Spokespeople for both CoreCivic and MTC emailed that the companies work closely with ICE monitors, whom they say work in full-time, onsite oversight roles at their respective prisons. Regional ICE spokeswoman Leticia Zamarripa did not answer questions about how many monitors are at each site; if those monitors are accessible to detainees and whether they speak Spanish.
However, two immigration lawyers from separate organizations, who each visit Cibola regularly, say that aside from one to two officials who are dedicated to the transgender pod, there is no regular ICE presence, in a monitoring capacity or otherwise. Guards are employed by CoreCivic, as are the wardens.
CoreCivic, a company valued at $4 billion, did not answer whether it would welcome state oversight. MTC asserted it would “welcome the opportunity to show how we accomplish our mission” — via site visits scheduled with ICE.
In an unscheduled audit of the Otero ICE lock-up in 2017, the Department of Homeland Security’s Office of Inspector General found unsanitary conditions and the unjustified use of solitary confinement.
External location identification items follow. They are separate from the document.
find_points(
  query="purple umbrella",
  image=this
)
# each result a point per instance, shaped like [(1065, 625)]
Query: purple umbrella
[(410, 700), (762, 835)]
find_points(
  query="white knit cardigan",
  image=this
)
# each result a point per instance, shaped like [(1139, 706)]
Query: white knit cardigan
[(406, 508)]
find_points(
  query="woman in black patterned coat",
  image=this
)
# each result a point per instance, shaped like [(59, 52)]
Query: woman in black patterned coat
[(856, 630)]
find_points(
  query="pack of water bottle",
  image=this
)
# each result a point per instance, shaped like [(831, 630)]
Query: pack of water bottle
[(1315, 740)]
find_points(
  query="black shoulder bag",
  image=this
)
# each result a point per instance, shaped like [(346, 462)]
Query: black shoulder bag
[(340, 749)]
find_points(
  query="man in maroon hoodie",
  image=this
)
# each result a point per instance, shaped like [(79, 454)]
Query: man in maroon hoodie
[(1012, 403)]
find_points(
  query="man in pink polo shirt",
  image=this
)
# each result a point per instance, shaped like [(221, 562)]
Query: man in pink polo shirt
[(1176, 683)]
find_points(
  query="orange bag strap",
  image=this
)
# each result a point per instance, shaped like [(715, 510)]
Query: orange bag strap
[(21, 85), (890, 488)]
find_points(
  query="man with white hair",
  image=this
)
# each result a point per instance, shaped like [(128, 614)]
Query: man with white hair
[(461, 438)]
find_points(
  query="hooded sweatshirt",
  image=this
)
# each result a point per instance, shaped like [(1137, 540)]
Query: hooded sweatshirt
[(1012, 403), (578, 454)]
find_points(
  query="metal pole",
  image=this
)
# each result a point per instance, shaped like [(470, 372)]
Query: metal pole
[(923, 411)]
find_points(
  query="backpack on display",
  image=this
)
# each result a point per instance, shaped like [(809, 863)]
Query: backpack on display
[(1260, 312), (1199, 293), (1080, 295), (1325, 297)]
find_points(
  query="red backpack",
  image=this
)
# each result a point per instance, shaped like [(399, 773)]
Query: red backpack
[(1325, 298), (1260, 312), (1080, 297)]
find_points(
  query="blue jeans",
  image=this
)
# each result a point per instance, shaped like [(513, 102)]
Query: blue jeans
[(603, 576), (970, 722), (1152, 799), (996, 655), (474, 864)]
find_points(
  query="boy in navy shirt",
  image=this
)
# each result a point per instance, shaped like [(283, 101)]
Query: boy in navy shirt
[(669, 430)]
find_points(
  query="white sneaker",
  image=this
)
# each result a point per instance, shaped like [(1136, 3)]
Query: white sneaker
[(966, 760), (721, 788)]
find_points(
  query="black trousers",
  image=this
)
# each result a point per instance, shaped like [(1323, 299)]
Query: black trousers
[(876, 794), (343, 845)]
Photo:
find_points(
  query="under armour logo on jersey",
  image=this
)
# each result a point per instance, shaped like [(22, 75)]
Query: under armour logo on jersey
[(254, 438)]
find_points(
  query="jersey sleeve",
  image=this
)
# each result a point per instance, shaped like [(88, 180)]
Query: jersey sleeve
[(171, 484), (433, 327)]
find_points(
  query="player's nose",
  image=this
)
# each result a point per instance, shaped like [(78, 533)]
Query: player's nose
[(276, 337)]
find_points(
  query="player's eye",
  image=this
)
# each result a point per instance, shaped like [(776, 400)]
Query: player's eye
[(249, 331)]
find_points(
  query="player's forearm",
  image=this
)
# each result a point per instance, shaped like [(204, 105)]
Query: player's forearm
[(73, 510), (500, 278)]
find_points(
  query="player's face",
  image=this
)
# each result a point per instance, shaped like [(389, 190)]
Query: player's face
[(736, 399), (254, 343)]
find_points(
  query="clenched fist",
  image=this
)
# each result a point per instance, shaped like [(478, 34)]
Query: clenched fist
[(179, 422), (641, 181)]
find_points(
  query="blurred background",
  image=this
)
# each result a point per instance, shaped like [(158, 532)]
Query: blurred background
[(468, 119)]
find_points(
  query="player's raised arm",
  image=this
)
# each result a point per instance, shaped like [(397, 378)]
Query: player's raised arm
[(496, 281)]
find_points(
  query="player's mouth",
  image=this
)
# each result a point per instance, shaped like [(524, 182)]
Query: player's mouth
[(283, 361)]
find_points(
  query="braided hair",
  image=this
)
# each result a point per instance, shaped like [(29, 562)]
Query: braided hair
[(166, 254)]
The findings overlap with broader patterns of abuse allegations dating back to a 2011 ACLU report, entailing mistreatment by guards and deficient food and medical care. Two Otero detainees are among a list of 172 deaths in custody between 2003 and 2017 that have been disclosed by ICE.
The separation of families, newly riveting the nation, is another hallmark of ICE’s longstanding New Mexico operations, says Orozco, the lawyer who represented Manuel Gonzalez.
“The system has already been set up to separate families,” he says. Over the last year, Orozco says, children of incarcerated undocumented immigrants have submitted letters to judges, distraught at the disappearance of their parents. A 3-year-old child wrote one.
In addition to its human cost, immigrant detention has become a multi-million dollar business in New Mexico. At Otero, documents from the first quarter of 2017 show that MTC charges $77 per detainee per day, ringing up between $1.8 and $2.1 million monthly. And, according to a review of Cibola contracting documents from January 2017, the federal government pays CoreCivic $2.5 million per month to house anywhere between zero and 848 detainees at the prison — after the county takes a 50 cent cut per detainee per day.
“It’s simply an inhumane industry that is profiting off of people who are looking for safety,” says Isaac De Luna, political director of the NM Dream Team, a local chapter of the national United We Dream organization of young immigrants. “There’s a better way of stimulating our economy than through the suffering of others.”
De Luna thinks the upcoming hearing on private immigrant detention will be an important first step. “It’s long overdue,” he says. “This is going to be a key moment where our families are going to be able to tell elected officials in our state: This is not a national security issue. This is directly attacking families.”
Paula Bui contributed interpretation for this report.